Fakta sejarah itulah yang membuat Wapres Jusuf Kalla berkesimpulan bahwa pencoblosan 17 April 2019 ini pun akan demokratis, aman dan damai tanpa terjadi kecurangan sistematis, masif dan terstruktur.
Baca juga: Warganet cuitkan #TheVictoryofPrabowo dan #JokoWinElection
Kesadaran publik untuk peduli dalam pengawalan pemungutan suara, saling mengawasi, dari tahun ke tahun semakin meningkat.
Bukan saja semakin tingginya hasrat untuk ikut mengawasi jalannya pemungutan dan penghitungan suara, tingginya partisipasi dalam mengawal pemilu lewat aplikasi digital pun, seperti yang dikelola kalangan aktivis independen lewat situs Kawal Pemilu juga meningkat.
Jika Kawal Pemilu dioperasikan mulai Pemilu 2014, untuk kali ini, gerakan pengawalan hasil pemungutan suara 2019 ini semakin solid dengan hadirnya Netgrit (Network for Democracy and Electoral Integrity), yang memperkuat gerakan KPJS (Kawal Pemilu-Jaga Suara) 2019.

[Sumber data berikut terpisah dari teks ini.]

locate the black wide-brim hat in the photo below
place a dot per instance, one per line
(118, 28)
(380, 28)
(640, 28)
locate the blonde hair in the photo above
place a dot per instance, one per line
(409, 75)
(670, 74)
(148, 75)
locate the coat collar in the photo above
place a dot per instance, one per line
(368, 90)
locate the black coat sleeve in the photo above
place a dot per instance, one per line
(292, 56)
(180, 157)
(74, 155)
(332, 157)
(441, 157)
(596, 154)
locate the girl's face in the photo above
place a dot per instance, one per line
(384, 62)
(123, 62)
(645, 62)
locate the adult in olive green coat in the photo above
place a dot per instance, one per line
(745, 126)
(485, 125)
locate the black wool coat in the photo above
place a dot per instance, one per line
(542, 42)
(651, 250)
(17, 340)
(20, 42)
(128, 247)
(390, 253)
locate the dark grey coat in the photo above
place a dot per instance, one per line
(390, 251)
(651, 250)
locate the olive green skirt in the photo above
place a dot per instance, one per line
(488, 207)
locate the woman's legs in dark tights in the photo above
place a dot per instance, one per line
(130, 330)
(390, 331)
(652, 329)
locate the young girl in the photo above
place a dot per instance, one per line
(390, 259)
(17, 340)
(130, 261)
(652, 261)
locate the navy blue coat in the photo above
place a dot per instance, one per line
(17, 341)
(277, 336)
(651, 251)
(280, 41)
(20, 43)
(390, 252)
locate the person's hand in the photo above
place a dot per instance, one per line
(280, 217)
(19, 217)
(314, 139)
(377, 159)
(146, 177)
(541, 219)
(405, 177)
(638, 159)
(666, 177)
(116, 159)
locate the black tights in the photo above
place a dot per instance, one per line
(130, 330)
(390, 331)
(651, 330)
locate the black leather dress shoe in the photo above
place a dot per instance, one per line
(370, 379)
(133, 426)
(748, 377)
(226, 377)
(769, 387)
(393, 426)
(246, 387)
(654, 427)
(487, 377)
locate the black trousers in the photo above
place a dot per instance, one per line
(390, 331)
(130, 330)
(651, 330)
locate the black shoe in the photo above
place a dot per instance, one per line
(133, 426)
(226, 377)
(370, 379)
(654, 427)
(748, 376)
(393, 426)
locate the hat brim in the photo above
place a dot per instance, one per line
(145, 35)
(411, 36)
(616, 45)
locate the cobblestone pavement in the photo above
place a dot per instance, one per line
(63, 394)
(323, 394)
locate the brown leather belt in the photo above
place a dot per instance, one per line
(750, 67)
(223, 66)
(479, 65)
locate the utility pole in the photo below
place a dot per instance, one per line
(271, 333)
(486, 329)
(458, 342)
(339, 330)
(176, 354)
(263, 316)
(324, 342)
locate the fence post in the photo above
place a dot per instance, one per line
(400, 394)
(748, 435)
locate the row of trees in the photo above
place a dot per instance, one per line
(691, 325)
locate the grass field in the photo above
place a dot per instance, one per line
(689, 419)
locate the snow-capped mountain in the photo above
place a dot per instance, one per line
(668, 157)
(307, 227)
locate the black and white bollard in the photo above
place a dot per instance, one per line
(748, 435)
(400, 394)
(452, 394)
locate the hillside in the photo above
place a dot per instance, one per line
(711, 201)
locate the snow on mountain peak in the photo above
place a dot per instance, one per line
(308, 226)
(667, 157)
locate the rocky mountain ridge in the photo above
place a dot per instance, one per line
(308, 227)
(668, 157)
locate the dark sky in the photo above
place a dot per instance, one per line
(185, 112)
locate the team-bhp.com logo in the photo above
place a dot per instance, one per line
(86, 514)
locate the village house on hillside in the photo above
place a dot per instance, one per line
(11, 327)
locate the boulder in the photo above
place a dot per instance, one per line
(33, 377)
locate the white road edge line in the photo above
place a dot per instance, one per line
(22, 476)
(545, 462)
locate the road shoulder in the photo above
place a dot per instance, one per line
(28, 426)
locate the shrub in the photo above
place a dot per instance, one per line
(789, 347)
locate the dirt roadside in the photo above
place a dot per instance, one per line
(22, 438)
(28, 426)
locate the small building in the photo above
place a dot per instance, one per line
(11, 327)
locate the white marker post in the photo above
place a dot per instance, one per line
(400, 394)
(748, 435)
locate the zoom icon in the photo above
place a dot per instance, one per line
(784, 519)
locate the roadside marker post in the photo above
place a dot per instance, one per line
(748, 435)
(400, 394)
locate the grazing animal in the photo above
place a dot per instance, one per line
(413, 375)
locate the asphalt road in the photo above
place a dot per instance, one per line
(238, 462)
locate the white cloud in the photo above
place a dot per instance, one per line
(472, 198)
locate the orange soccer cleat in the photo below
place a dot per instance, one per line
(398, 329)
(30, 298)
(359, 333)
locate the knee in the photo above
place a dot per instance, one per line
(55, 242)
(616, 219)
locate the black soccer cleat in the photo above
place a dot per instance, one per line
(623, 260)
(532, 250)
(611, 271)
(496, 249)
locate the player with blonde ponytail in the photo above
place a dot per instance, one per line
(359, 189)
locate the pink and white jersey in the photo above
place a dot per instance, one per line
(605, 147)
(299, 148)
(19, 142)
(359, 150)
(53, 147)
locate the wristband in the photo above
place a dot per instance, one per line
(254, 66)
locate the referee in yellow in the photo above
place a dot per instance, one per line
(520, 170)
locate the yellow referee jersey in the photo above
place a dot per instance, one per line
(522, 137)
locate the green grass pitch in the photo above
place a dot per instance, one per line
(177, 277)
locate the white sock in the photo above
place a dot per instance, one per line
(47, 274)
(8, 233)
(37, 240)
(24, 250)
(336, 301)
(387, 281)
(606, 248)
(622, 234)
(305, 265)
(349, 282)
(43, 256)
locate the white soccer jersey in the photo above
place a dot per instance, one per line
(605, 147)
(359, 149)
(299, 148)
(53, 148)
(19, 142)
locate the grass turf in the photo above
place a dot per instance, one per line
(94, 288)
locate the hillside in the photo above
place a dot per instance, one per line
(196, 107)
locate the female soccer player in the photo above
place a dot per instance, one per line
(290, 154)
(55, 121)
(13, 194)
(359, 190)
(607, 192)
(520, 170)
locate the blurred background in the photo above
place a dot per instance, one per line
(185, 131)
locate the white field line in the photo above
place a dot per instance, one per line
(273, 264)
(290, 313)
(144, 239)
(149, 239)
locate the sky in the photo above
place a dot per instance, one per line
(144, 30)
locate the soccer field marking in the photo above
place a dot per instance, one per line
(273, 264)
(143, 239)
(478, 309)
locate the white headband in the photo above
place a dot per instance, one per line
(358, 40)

Pemilu yang terselenggara untuk memilih secara serentak presiden, wakil presiden, anggota Dewan Perwakilan Daerah, Dewan Perwakilan Rakyat (DPR), DPRD Provinsi dan DPRD Kota/Kabupaten yang menelan dana sekitar Rp25 triliun itu menjadi pertaruhan seluruh bangsa untuk semakin memantapkan demokrasi, jalan terbaik mengantarkan transisi kekuasaan tanpa kekerasan.

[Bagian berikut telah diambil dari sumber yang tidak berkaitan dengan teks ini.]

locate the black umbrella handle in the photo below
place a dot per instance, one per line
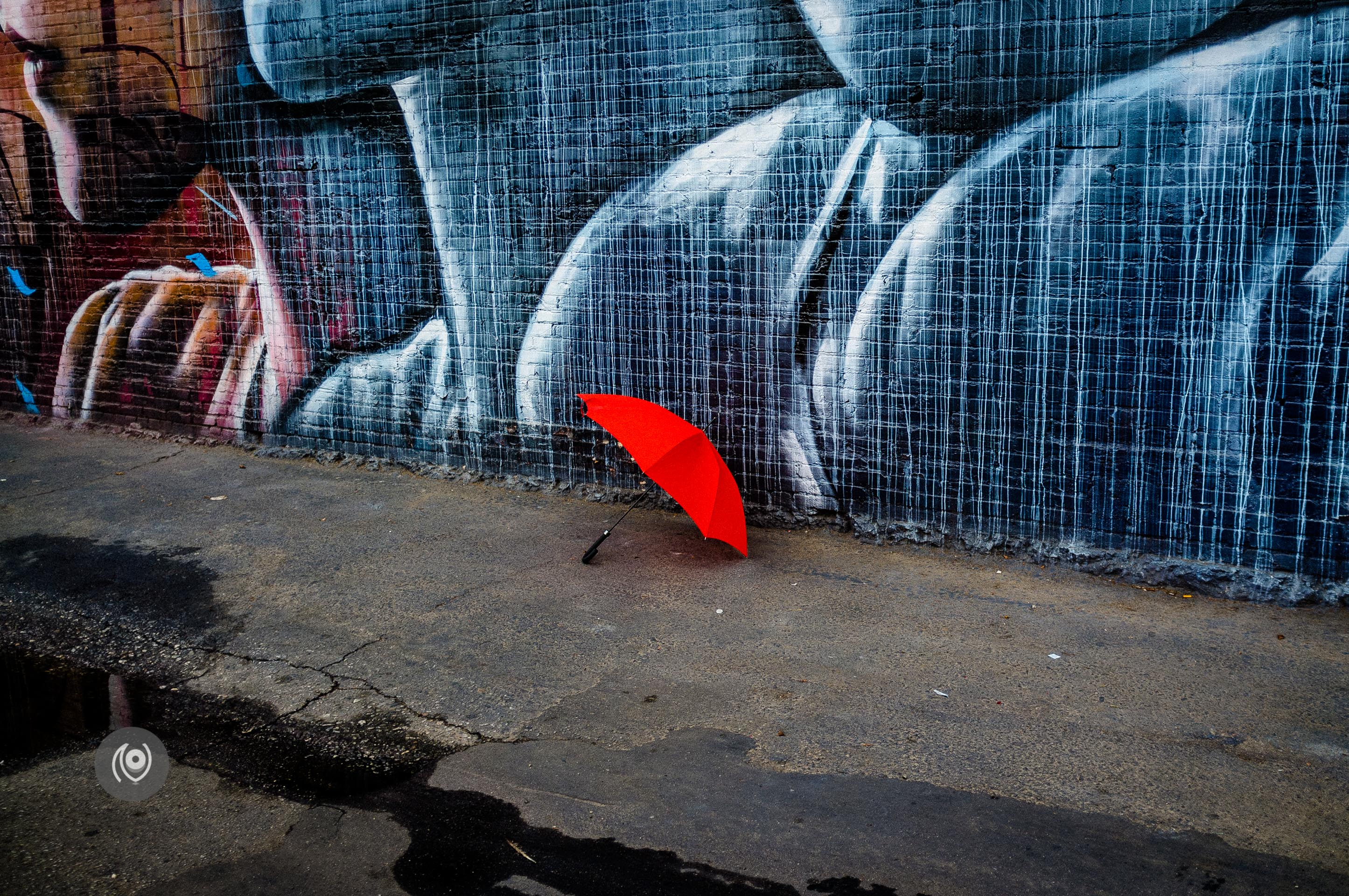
(594, 548)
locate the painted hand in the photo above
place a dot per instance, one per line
(167, 346)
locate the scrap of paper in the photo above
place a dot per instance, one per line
(28, 396)
(203, 265)
(18, 282)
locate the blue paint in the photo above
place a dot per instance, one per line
(203, 265)
(28, 396)
(18, 282)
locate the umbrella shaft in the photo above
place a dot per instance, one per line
(594, 548)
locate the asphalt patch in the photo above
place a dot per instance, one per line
(165, 588)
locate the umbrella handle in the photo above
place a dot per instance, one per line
(594, 548)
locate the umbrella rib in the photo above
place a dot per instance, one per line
(675, 447)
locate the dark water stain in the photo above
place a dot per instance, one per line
(462, 845)
(46, 709)
(165, 588)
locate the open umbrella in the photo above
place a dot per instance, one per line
(679, 458)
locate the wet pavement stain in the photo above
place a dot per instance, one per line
(48, 709)
(467, 844)
(161, 586)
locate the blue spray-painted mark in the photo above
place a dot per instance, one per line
(18, 282)
(28, 396)
(203, 265)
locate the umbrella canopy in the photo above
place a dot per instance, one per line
(679, 458)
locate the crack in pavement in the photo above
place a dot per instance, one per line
(335, 679)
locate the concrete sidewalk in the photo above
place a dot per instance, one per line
(379, 620)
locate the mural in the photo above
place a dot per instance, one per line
(1039, 270)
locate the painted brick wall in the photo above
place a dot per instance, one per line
(1063, 276)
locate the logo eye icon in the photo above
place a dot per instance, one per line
(131, 763)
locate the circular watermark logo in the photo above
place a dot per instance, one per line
(131, 764)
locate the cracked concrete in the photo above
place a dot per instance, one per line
(334, 601)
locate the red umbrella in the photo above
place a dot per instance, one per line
(680, 459)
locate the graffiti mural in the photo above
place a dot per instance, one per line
(1053, 272)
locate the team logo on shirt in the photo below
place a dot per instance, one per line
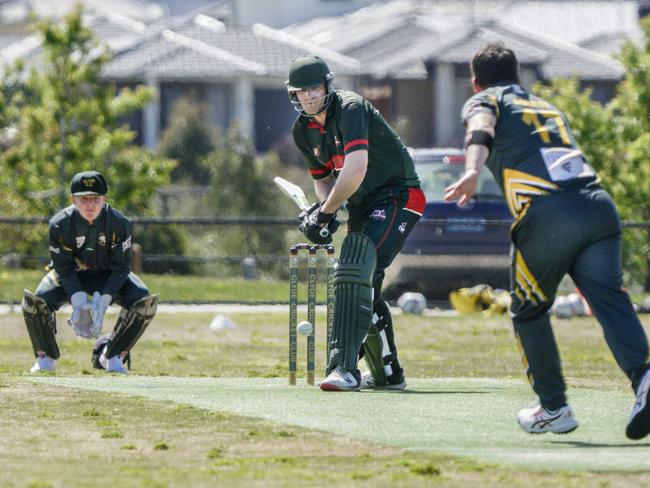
(378, 214)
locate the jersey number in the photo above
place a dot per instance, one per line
(532, 117)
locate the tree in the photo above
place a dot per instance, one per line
(187, 139)
(241, 182)
(67, 121)
(616, 140)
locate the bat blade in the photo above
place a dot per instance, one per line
(294, 192)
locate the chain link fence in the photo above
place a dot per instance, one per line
(193, 254)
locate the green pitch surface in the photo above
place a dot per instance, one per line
(461, 416)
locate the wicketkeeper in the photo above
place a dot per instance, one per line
(355, 156)
(90, 248)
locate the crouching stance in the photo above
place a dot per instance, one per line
(90, 248)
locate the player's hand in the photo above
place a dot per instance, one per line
(100, 305)
(318, 226)
(463, 189)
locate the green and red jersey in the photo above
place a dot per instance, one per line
(352, 124)
(534, 151)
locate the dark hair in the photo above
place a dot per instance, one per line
(495, 63)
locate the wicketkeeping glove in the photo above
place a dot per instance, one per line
(318, 226)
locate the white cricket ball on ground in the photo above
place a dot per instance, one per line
(411, 302)
(304, 328)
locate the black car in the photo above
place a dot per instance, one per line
(453, 247)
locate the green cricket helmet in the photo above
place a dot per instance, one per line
(309, 71)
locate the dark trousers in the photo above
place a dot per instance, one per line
(576, 232)
(51, 290)
(387, 225)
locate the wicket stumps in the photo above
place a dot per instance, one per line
(312, 268)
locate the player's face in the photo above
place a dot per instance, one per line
(312, 99)
(89, 206)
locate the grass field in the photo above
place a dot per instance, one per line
(206, 408)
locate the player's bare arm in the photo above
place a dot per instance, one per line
(476, 155)
(348, 182)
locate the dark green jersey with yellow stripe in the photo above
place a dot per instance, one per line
(352, 124)
(534, 151)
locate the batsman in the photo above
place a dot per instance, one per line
(90, 249)
(354, 156)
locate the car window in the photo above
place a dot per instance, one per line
(436, 176)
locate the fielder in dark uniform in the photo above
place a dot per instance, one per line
(565, 222)
(90, 248)
(355, 156)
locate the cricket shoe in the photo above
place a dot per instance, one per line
(538, 420)
(638, 425)
(369, 383)
(43, 363)
(341, 380)
(113, 364)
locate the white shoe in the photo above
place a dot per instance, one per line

Barangkali yang patut menjadi catatan bagi semua pihak adalah bahwa wacana keamanan yang mengesankan potensi terganggunya keamanan saat pencoblosan masih sering digaungkan, sehingga setiap menjelang pencoblosan lima tahunan pengerahan polisi dan tentara selalu terulang.

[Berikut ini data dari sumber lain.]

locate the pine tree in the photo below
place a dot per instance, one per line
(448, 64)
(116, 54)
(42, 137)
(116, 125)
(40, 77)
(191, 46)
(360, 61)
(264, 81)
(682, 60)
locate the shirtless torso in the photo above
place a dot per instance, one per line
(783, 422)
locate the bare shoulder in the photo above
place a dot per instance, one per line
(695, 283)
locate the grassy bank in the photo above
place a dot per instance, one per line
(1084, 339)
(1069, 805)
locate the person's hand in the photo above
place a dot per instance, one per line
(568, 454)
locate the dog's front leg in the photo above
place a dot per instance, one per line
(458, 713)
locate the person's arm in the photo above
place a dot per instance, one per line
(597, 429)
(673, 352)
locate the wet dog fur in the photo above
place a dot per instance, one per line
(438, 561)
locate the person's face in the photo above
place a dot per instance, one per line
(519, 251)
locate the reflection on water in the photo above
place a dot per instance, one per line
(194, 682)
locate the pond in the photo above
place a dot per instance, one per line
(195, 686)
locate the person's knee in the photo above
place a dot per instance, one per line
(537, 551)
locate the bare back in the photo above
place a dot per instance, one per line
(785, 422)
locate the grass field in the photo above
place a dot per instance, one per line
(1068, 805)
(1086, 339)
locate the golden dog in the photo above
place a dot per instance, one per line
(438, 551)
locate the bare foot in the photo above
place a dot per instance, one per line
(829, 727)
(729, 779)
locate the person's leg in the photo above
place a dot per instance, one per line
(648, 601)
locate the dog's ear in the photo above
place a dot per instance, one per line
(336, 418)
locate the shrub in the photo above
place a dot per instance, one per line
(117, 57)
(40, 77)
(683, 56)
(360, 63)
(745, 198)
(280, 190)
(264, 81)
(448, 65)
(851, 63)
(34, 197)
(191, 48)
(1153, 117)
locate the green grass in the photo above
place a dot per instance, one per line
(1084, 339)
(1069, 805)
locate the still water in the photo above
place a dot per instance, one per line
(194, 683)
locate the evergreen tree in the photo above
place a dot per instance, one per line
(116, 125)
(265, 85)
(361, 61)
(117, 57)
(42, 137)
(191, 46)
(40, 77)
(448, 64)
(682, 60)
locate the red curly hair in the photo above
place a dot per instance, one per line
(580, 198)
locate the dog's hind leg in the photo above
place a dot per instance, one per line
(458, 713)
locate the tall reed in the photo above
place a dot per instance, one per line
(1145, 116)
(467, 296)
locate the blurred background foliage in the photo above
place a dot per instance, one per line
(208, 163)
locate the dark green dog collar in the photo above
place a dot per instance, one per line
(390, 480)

Pada Pemilu 2019 ini sebanyak 271.000 polisi, 68.854 personel TNI diterjunkan di tempat-tempat pemungutan suara.
Indikator semakin mantapnya demokrasi bukan saja terukur lewat semakin berkurangnya praktik politik uang, tapi juga semakin minimnya rasa was-was ketidakamanan warga ketika melakukan pencoblosan.
Tentang politik uang, menjelang pencoblosan 2019 ini memang belum sirna sama sekali. Polisi menemukan sejumlah kasus praktik politik uang di sejumlah daerah.
Bahkan KPK juga memproses dugaan politik uang yang cukup fenomenal, dalam bentuk 400 ribu amplop berisi uang yang siap dibagikan di daerah pemilihan Jateng, yang dilakukan caleg dari Partai Golkar.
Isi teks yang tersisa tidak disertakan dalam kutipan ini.